为行文简洁及便于阅读,本文在语言上与上期“管理费”文章14-建设工程合同无效后的管理费如何处理保持一致,转包人、违法分包人、出借资质人统称为“转包方”;实际施工人(包括自然人及不具备资质条件的施工企业)统称为“施工方”;“服务费”“配合费”“利润”“分包管理费”等统称为“管理费”。另外,因本文中大量引用了司法判例,笔者也将对相关裁判要旨及“本院认为”内容进行适当简化。

上期文章谈到,最高院对“管理费”问题的纲领性意见是“结合个案情形根据合同目的等具体判断”,本期文章笔者检索了大量最高院审理的案例,从中提炼出最高院的裁判要旨,以期梳理出个案情形下“管理费”在司法实践中的处理方式,并对法院酌定管理费的比例标准进行探究,同时基于“管理费”问题提出对转包方的实务建议。

一、个案展示:9管理费”之最高院裁判要旨

(一)不支持双方约定的管理费,但支持转包方实际支出的成本或酌定支持固定数额的成本。

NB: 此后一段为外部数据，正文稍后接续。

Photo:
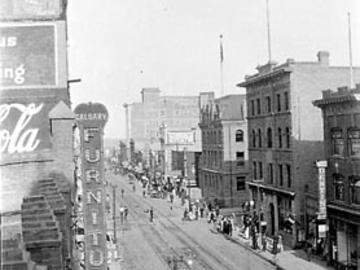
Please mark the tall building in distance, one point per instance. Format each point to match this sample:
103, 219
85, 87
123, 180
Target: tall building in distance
36, 159
224, 166
154, 110
285, 139
341, 117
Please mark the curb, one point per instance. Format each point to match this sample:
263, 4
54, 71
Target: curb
256, 253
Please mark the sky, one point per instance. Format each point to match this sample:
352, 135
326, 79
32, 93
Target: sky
118, 47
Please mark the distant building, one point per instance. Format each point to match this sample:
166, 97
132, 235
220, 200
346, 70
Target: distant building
224, 166
285, 138
341, 118
154, 110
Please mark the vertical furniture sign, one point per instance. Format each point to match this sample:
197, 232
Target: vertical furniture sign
321, 166
92, 118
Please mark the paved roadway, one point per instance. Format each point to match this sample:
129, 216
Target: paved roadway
146, 245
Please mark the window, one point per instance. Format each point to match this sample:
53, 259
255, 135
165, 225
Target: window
288, 174
281, 176
271, 173
338, 187
239, 135
279, 138
286, 96
287, 131
268, 104
355, 189
258, 105
253, 138
240, 183
240, 159
254, 170
259, 138
260, 170
269, 138
252, 107
337, 141
354, 142
278, 99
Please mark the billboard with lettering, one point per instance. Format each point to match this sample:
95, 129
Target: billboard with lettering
34, 9
33, 55
91, 118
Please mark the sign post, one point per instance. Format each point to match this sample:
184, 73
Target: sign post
92, 118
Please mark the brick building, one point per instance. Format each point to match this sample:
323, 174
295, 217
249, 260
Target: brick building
224, 166
341, 118
285, 139
36, 161
176, 112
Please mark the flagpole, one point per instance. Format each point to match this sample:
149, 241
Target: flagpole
350, 53
221, 66
268, 29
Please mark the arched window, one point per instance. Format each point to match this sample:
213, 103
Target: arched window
239, 135
354, 141
269, 137
253, 138
287, 137
259, 138
355, 188
338, 186
337, 141
279, 138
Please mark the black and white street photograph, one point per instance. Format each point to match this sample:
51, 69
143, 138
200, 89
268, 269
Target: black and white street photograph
180, 135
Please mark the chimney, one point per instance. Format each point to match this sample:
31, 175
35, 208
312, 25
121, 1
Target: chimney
323, 58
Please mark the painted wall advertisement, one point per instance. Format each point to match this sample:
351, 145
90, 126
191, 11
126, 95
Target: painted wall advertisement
32, 55
25, 9
180, 137
92, 118
24, 127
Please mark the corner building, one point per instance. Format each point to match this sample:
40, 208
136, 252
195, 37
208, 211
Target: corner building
285, 140
224, 166
341, 116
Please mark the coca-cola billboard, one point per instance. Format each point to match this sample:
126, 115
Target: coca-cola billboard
32, 55
24, 127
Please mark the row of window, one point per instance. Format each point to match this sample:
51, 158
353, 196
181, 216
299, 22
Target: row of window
266, 106
215, 158
257, 138
215, 137
283, 173
353, 185
352, 141
214, 181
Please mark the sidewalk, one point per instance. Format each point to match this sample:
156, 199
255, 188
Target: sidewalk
287, 259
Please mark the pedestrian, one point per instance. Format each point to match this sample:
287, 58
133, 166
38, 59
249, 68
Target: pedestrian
126, 211
308, 251
151, 214
122, 210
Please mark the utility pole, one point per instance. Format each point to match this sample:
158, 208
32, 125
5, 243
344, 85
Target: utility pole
114, 211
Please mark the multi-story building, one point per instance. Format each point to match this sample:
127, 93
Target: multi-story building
36, 155
224, 166
341, 118
285, 139
146, 117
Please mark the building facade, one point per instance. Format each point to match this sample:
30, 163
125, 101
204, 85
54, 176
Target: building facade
224, 162
175, 112
36, 152
285, 141
341, 117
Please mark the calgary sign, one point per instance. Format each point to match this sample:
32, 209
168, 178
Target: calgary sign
91, 119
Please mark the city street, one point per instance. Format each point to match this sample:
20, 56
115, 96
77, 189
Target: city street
146, 245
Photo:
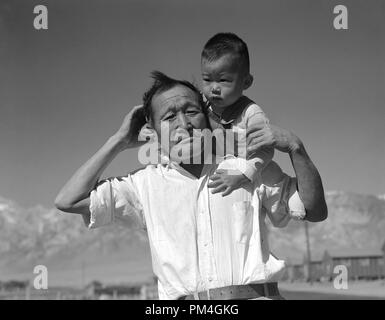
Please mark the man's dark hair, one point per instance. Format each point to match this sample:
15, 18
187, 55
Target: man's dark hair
225, 43
163, 83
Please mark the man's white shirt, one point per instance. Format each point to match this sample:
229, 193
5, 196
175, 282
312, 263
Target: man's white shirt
200, 240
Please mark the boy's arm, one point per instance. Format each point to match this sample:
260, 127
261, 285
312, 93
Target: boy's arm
309, 183
248, 167
74, 196
255, 161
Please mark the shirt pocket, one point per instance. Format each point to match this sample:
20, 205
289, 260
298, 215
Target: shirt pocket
242, 221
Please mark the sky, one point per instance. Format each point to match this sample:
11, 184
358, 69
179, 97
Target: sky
64, 91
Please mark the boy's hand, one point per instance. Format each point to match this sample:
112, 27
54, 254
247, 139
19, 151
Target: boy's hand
227, 181
130, 128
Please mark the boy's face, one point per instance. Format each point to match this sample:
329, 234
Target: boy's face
224, 80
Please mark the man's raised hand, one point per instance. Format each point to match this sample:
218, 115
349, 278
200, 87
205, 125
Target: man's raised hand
130, 128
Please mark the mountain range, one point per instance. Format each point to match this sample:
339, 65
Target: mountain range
75, 255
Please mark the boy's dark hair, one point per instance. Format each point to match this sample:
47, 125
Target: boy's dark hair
224, 43
162, 83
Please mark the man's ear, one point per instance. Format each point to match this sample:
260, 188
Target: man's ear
147, 132
248, 81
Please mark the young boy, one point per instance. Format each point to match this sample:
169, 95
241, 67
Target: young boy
226, 74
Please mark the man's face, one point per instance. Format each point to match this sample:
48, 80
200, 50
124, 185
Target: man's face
177, 110
223, 80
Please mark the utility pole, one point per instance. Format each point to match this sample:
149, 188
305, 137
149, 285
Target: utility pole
310, 276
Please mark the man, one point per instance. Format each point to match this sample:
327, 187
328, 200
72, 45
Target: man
203, 245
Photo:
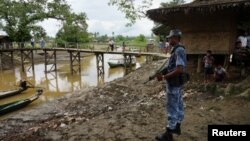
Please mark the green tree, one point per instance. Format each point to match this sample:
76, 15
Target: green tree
172, 3
120, 38
140, 38
18, 18
74, 30
136, 9
133, 10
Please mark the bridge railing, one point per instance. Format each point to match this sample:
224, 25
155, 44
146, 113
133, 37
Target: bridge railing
91, 46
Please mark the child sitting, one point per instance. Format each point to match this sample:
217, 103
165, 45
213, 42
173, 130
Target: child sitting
219, 73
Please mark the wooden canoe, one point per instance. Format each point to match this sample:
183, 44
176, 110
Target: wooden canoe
22, 87
9, 107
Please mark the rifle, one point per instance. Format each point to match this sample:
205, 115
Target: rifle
161, 70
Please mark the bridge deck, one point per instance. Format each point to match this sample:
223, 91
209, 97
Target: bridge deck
86, 51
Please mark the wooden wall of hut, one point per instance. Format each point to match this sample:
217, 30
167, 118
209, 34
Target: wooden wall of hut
206, 31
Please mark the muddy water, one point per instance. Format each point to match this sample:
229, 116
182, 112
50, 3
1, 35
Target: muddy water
60, 83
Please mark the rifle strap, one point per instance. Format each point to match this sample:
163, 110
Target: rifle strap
176, 48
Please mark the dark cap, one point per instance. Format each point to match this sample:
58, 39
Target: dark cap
174, 32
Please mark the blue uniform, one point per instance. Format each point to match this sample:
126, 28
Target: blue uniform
174, 100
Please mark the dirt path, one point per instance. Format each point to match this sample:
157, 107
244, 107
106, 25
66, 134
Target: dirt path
123, 110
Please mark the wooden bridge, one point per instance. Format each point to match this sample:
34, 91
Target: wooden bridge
50, 57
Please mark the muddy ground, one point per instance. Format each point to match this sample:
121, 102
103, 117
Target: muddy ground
127, 110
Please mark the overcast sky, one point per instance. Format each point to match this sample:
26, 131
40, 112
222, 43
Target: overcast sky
104, 19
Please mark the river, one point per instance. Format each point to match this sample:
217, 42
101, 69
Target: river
60, 83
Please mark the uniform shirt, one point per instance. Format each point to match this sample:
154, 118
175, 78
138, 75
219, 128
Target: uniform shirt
219, 71
243, 41
178, 58
208, 61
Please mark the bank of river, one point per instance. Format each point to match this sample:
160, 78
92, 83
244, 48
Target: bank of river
125, 109
62, 82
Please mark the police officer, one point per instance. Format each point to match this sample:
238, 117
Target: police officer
174, 102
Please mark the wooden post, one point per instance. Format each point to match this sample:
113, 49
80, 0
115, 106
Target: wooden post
199, 65
71, 62
100, 65
45, 59
1, 53
22, 60
12, 58
79, 61
32, 60
55, 63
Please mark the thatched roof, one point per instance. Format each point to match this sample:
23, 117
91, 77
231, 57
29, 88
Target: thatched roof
161, 30
199, 6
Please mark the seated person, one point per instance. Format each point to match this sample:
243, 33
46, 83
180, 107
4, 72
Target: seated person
219, 73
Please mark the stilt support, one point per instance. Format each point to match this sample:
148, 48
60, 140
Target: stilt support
100, 65
75, 62
50, 59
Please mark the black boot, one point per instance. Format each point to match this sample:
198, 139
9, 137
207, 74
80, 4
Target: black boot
177, 129
165, 137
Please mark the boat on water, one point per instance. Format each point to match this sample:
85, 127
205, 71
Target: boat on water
119, 61
22, 87
9, 107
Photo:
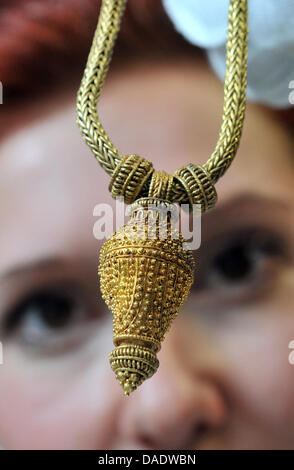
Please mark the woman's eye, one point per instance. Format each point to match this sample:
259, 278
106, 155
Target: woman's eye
45, 318
242, 261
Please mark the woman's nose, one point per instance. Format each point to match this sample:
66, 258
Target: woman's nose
173, 408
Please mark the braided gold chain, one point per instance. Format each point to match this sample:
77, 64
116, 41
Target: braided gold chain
189, 182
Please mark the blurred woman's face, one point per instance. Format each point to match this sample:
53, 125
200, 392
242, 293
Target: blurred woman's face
224, 380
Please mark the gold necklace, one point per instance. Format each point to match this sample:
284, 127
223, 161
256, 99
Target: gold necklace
144, 280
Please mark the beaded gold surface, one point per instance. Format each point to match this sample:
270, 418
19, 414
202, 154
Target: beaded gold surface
144, 282
145, 277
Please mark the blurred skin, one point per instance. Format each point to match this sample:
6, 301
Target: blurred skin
224, 380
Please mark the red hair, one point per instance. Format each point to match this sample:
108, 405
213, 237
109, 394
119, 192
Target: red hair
45, 43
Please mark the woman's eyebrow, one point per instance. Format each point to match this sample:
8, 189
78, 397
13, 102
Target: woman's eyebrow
32, 266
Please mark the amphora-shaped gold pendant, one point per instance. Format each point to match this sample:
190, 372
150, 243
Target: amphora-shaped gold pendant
145, 276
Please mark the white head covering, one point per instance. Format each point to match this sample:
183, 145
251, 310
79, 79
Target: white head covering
270, 48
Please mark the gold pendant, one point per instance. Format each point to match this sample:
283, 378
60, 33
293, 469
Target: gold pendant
145, 276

1.在(2017)最高法民再395号案例中,最高院认为:转包方作为有资质的建筑施工企业,为牟取非法的管理费,明知施工方无相应建筑施工资质仍然转包,不应支持其享有非法管理费,仅支持其能举证证明的水电费、税费共计约300万元。转包方主张的前期费用等其他费用,因未提供实际发生的证据或者提供的证据不足以证明费用的发生,不予支持。

2.在(2018)最高法民申4321号案例中,最高院认为:转包方虽有派驻监管之事实,但原审对转包方派驻现场管理人员的工资已予支持,故转包方不能再依据无效合同主张管理费。

3.在(2020)最高法民终1165号案例中,最高院认为:葛某与转包方签订的《经营责任书》因违反法律的强制性规定而无效,其中有关利润的约定亦无效。转包方主张葛某应向其支付利润不符合法律规定,原审判决认定葛某应按《经营责任书》约定向转包方支付利润不当,本院予以纠正。鉴于案涉工程施工过程中,转包方向葛某支付了工程进度款并代扣代缴了工程税金,工程竣工后,亦办理了工程资料的交接等,本院酌定葛某向转包方支付300万元实际劳务成本。

法院综合转包方履行管理义务的程度、双方过错程度,酌定(降低)管理费比例。

1.在2017)最高法民申609号案例中,最高院认为:二审法院在认定案涉合同无效的基础上,综合考虑案件实际情况,将约定管理费由15%调整为5%,并未超出自由裁量的合理范围。合同的效力系人民法院依职权审查的事项,二审判决调整管理费并未超出施工方的诉讼请求。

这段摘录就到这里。